The tumour-suppressor p53 has an integral role in cellular responses to DNA damage, but there is also substantial evidence that p53 deficiency facilitates reprogramming of differentiated cells.34 Moreover, p53 loss rescues epidermal stem cell function in telomerase-deficient mice.35 In K14-Snail; K14Cre;Trp53f/f mice, we found not only the tumour types observed in K14-Snail mice, but carcinosarcomas as well, which is an indication of greater plasticity observed through the combined loss of p53 and Snail overexpression.

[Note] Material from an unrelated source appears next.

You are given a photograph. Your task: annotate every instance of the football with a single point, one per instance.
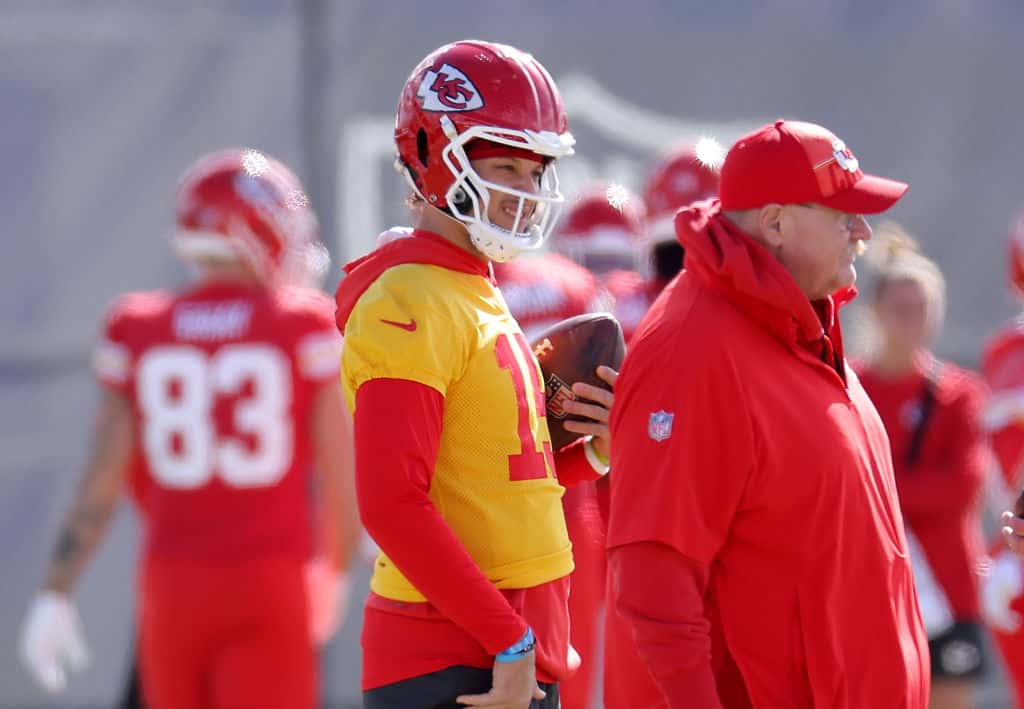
(569, 351)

Our data suggest that the combination of Snail expression and loss of p53 is probably an important trigger for this tumour type that may also potentially need the accumulation of additional critical mutations. Besides the formation of carcinosarcomas in K14-Snail;K14Cre;Trp53f/f mice, tumour onset and lung metastasis were dramatically enhanced. The increase in lung metastases in this combinatorial model may also be due not only to a more rapid outgrowth of lung micrometastasis but also to lung nodules arising from the carcinosarcomas, which are a much more aggressive tumour than those formed by increased metastasis of SCCs.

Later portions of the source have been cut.